Scott Johnson, executive director of the Senate Public Health and Welfare Committee, said the new classification would carry enough safeguards to make it possible to accept patients who otherwise are supposed to be in nursing homes. There also may be requirements that assisted-living facilities have to offer a certain degree of independence, such as the right to private bedrooms with locks on the doors.

Legislation from committee Chairman Sen. Harold Mowery, R-Cumberland, would enable modest-income residents to obtain Medical Assistance funding for assisted-living services. That government support is now available only for care in their own home or a skilled nursing facility.

Up to now, the state has concentrated on reducing nursing home use, the most expensive form of government-funded senior housing, by increasing home care spending. Senior advocates have applauded the shift while criticizing the state for ignoring support for the transitional step of assisted living or personal care, which most people have to pay for on their own.

"This is a topic that's been discussed for five or six years, and there's been no action," said Mary Anne Kelly, executive director of the Southwestern Pennsylvania Partnership for Aging. "It's time for Pennsylvania to look at the whole gradation of senior housing."

The Serenity case, in which the home received a $320 fine and no downgrade of its license until five months after state inspectors said lax care was a factor in a resident's death, also called attention to the Welfare Department's system of penalties.

For the first time in late 2002, the department began issuing fines for violations. The amounts are based on a 1987 statute, however, and may be too small to carry much incentive.

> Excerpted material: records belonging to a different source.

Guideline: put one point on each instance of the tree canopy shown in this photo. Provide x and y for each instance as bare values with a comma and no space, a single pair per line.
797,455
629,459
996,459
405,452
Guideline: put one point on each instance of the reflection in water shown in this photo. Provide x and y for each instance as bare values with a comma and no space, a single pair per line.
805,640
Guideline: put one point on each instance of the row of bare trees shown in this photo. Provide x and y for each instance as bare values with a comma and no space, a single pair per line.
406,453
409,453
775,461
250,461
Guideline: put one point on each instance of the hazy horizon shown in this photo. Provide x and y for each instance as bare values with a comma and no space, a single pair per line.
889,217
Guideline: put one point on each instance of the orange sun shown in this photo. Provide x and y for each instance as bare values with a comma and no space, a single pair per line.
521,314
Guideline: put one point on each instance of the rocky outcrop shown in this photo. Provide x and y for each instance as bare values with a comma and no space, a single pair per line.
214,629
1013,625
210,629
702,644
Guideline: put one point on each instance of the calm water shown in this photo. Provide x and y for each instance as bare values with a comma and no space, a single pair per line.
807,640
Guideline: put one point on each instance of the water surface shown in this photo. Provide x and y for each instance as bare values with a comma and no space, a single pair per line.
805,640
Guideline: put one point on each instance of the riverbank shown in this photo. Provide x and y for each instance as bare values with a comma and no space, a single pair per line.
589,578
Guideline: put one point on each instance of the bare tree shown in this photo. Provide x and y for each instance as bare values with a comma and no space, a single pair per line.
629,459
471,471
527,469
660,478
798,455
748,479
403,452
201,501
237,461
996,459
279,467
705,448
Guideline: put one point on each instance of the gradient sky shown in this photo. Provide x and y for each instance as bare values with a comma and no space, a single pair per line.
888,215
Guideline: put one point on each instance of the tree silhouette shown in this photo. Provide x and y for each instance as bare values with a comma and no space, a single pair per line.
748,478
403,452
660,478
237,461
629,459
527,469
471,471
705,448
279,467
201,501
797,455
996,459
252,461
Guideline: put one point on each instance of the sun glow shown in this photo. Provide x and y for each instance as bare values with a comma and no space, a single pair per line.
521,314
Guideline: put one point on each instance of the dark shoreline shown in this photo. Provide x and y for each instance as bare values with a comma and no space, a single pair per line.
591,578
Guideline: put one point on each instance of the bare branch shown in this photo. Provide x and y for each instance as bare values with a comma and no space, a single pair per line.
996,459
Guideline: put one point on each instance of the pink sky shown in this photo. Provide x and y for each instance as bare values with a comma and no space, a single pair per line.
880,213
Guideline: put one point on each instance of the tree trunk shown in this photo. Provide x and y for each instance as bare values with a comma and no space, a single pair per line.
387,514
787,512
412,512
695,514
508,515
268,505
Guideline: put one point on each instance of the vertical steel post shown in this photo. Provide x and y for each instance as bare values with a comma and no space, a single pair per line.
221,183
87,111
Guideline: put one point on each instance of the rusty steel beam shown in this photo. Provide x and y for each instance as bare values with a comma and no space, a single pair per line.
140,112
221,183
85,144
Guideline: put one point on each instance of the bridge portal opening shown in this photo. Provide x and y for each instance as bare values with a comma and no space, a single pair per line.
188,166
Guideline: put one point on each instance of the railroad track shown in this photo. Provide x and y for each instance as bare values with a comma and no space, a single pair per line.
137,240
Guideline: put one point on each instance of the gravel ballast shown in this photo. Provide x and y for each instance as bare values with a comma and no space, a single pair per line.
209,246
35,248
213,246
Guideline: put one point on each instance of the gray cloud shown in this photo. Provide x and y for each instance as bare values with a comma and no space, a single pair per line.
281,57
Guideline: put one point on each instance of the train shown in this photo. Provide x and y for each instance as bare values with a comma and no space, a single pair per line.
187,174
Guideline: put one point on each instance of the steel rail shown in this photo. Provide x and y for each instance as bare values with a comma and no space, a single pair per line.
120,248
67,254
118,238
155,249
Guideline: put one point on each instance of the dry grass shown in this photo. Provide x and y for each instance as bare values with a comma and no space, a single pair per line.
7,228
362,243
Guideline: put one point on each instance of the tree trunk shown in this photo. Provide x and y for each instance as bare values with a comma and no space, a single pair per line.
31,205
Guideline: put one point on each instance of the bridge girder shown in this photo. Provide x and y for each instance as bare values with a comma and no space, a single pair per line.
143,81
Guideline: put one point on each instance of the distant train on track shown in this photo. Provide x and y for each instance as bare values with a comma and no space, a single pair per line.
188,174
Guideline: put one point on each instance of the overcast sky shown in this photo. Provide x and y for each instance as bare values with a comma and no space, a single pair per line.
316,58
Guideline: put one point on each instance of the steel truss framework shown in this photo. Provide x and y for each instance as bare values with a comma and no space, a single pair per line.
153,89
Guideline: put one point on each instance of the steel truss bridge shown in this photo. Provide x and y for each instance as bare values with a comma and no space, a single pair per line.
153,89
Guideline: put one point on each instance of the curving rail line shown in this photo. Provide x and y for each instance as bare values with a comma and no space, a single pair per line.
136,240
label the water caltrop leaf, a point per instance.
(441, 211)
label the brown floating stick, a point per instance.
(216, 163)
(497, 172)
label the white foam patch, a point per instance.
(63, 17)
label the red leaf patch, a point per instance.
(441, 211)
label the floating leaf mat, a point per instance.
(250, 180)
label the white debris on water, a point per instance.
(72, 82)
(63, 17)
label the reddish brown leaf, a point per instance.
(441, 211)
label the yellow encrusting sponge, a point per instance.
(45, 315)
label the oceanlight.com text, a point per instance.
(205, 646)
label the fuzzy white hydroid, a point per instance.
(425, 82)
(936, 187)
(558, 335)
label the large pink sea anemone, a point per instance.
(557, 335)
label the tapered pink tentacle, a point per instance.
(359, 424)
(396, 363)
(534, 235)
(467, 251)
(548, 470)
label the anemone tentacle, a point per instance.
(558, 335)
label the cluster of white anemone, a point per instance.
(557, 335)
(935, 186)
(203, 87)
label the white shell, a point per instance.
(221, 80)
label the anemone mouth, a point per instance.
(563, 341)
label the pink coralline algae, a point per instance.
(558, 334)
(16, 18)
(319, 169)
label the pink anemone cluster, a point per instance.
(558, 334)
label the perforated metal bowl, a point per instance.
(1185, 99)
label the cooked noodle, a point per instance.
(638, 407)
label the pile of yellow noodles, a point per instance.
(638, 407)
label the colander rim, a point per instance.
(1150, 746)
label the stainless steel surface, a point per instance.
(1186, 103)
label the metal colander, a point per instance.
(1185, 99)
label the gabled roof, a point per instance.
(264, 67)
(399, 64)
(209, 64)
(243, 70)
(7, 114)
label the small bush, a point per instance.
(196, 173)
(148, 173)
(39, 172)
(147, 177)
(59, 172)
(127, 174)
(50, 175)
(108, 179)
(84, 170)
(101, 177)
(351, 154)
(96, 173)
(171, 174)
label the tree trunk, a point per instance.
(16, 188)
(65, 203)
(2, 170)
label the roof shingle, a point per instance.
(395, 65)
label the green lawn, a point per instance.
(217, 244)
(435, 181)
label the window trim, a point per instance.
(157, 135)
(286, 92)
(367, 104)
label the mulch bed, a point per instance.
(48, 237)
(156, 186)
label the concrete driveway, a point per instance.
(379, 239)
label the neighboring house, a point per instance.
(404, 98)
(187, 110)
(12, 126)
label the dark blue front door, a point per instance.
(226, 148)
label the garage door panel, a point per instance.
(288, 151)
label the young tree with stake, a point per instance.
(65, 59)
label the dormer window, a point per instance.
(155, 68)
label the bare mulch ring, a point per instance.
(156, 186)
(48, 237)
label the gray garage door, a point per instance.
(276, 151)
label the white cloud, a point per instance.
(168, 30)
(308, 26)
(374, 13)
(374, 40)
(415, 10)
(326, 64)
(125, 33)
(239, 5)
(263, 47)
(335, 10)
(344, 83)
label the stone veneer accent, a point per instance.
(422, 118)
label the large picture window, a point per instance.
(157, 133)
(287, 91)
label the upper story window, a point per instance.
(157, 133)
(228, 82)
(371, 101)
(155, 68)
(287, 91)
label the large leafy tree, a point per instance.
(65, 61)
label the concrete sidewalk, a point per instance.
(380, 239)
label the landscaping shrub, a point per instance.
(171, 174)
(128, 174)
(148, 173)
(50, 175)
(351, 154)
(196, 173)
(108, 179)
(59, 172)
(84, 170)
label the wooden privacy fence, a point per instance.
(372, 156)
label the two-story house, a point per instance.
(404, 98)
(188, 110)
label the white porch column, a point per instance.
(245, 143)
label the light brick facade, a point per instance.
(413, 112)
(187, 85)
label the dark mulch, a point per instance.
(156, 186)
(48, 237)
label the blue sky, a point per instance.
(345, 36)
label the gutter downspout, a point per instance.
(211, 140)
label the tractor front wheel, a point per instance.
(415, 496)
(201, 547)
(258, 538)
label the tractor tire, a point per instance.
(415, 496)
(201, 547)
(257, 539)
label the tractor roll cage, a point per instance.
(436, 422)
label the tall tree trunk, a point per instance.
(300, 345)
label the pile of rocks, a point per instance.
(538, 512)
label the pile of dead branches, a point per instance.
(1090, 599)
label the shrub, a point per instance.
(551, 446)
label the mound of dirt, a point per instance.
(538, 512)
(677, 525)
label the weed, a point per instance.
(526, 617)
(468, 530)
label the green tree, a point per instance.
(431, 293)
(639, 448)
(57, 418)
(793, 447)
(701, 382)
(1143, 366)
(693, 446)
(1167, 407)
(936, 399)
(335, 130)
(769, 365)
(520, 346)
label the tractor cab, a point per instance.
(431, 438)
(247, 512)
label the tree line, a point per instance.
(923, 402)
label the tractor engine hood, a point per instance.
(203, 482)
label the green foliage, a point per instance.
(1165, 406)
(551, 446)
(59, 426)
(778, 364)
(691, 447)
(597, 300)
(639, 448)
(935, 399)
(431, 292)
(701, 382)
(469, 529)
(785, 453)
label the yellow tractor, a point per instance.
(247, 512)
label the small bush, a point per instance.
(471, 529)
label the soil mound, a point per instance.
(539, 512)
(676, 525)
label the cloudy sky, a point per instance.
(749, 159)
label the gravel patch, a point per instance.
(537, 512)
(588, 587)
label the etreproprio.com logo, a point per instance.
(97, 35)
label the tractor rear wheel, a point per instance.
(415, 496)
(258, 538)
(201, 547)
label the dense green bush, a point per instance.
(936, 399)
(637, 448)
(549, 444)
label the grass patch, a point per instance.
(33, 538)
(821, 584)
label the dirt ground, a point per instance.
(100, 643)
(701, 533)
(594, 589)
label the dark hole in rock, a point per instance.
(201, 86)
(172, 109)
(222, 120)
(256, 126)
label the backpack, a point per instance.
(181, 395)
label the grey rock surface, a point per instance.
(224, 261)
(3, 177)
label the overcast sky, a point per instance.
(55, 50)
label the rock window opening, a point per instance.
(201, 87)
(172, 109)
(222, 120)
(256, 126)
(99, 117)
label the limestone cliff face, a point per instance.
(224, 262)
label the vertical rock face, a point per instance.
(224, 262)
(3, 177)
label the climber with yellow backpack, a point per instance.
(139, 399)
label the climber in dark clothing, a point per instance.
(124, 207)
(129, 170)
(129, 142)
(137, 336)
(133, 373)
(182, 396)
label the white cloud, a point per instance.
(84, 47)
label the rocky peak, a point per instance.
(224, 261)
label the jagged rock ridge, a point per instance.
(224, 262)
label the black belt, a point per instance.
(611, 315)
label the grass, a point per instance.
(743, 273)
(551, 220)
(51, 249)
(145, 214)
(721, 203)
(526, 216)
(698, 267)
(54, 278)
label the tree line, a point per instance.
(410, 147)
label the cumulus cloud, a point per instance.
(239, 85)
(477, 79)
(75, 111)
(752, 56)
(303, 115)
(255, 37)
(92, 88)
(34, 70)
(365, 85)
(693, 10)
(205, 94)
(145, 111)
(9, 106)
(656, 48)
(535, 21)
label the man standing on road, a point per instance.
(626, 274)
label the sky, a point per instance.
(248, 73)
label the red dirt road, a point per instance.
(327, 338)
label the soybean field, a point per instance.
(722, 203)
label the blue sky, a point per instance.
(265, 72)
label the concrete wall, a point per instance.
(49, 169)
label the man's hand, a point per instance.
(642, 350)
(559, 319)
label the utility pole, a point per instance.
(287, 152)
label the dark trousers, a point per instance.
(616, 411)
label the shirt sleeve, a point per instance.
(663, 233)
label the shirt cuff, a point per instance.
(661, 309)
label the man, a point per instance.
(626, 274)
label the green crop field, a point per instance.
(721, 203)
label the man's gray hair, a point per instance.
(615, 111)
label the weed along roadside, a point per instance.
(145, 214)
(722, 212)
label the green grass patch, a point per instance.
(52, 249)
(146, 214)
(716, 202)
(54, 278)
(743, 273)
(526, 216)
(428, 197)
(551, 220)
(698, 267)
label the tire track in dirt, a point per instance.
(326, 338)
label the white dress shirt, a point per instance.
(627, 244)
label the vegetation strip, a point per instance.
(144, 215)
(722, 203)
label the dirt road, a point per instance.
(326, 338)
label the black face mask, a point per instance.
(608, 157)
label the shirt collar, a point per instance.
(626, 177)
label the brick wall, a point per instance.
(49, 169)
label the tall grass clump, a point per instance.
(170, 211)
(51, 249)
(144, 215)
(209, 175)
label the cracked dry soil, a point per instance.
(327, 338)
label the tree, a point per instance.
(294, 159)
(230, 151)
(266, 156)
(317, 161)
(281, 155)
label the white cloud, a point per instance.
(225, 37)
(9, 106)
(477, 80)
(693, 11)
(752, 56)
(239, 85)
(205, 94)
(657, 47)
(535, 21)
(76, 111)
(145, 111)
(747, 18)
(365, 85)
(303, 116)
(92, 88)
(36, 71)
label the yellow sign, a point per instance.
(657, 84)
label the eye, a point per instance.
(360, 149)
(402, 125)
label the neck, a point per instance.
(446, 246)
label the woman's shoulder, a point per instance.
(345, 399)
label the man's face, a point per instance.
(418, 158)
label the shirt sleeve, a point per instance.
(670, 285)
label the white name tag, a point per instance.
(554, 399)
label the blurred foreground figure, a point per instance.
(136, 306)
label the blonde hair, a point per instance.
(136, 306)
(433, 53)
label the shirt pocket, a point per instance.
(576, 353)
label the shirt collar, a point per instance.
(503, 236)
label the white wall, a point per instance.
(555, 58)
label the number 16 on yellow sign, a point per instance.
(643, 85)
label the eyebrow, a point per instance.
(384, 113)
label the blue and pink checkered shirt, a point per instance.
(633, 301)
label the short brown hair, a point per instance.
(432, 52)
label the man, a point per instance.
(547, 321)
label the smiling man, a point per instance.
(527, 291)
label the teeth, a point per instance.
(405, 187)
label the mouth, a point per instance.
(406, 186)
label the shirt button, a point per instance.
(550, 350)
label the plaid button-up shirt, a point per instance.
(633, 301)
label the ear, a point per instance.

At the same time the state began issuing fines, it sharply reduced the number of provisional licenses it issued. Such licenses alert the public to problems and put facilities on notice to improve. In February, 61 homes were on provisional licenses, less than half the number of 18 months earlier and barely a third the number of four years ago.

Teleta Nevius, the department's deputy secretary overseeing personal care homes, said policy changes would make it more likely a home with serious violations will receive a provisional license, and more promptly than in Serenity's case. Two key officials responsible for enforcement on the western and eastern ends of the state were recently reassigned. Nevius declined to explain why when questioned at an advisory group meeting of provider and consumer representatives March 11.

There may be a need for legislation, administration officials said, that would increase fines and permit still tougher penalties, such as banning new admissions to homes with serious problems.

Few facilities are ever forced out of business, and that isn't likely to change. The ultimate goal, Nevius said, is not to focus on penalties, but on incentives for homes to maintain regular licenses and assure the safety of residents. That's regardless of whether the housing is called personal care or assisted living.

"The last thing we want to do," she said, "is create a homeless situation or put personal care homes out of business."